As we start to wrestle with our embedded issues, we suddenly realize that the battle is in largely inside.  Maybe the last few days have been hard, and perhaps we sense a dark presence pressing; and we sometimes wonder if we’ll ever see the light again.

How do unbelievers do it?

As a “born-again” believer, I can get deeply challenged by depression, I simply can’t understand any real life outside of my faith in Jesus. The Holy Spirit meets me, holds me, and speaks peaceful things to me.  I’ve been promised things of wonder and of grace.

I’ve discovered that self-pity and discouragement are main ingredients into my excursions through bleakness and sadness.  In my more profound journey’s into darkness, I find myself seeing the physical world around me literally drained of color.  Everything around me is in “black and white.”  (I have been told this is one of many symptoms of depression.)

Charlie Brown seems to hit the proverbial nail on the head.

I sometimes catch myself smiling, and I immediately stop and say, “Wait. I’m very depressed.  I can’t be seen smiling, or enjoying a walk on the beach.” Often we choose to act in ways that reinforces our illness.  We think we have to be a certain way, stand in another, or even walk around like we’re very gloomy people.

Not true.
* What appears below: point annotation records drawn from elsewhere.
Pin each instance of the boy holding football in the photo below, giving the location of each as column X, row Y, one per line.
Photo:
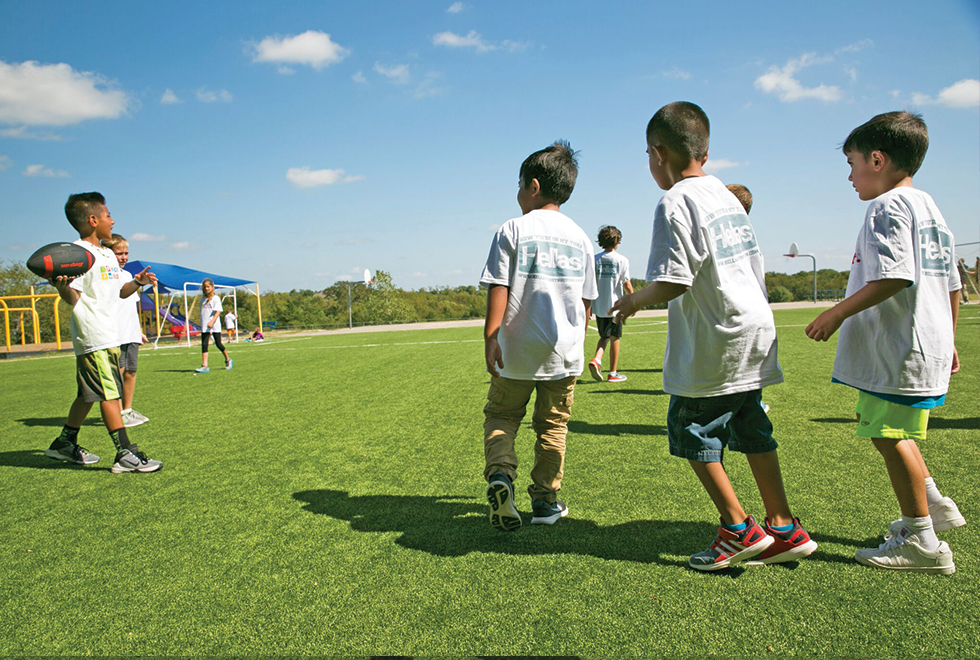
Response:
column 94, row 299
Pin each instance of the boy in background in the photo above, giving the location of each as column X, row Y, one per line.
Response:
column 612, row 271
column 721, row 340
column 130, row 333
column 896, row 332
column 541, row 279
column 94, row 299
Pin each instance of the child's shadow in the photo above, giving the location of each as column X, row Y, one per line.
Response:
column 453, row 526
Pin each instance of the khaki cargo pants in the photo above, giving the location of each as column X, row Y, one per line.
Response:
column 506, row 406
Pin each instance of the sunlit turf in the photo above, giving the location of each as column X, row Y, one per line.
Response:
column 325, row 497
Sometimes depressed people seem to be the happiest.

Depression is very real.  Medication is mandated for many.  But truthfully, I see there’s an perverse element of chosen melancholy.  Our self-pity works hand-in-hand with our image and identity.  It seems we have to be somebody, even if we have to be a crazy person. Weird, I know.

After all, we have to excel at something, don’t we?

I imagine that this blog has been a challenge at times.  I write these daily blogs out of my own attitudes, and issues and problems.  But there is a “Charlie Brown Depression,” the type where we feel like we must be inconsolable all the time.  Just be aware. It’s real.

If while in the pit, and for some reason you think of something that’s funny, go ahead and smile, its okay.  I’m learning that things are never as sad or grim as I think, nor are they rosy and joy saturated either.  Be real.  Be real to yourself.   Walk in the truth.  And if you should–take your meds, lol.

Maybe Mr. Brown should become our new patron saint of lost causes?

“For I know the plans I have for you, declares the Lord, plans for welfare and not for evil, to give you a future and a hope.”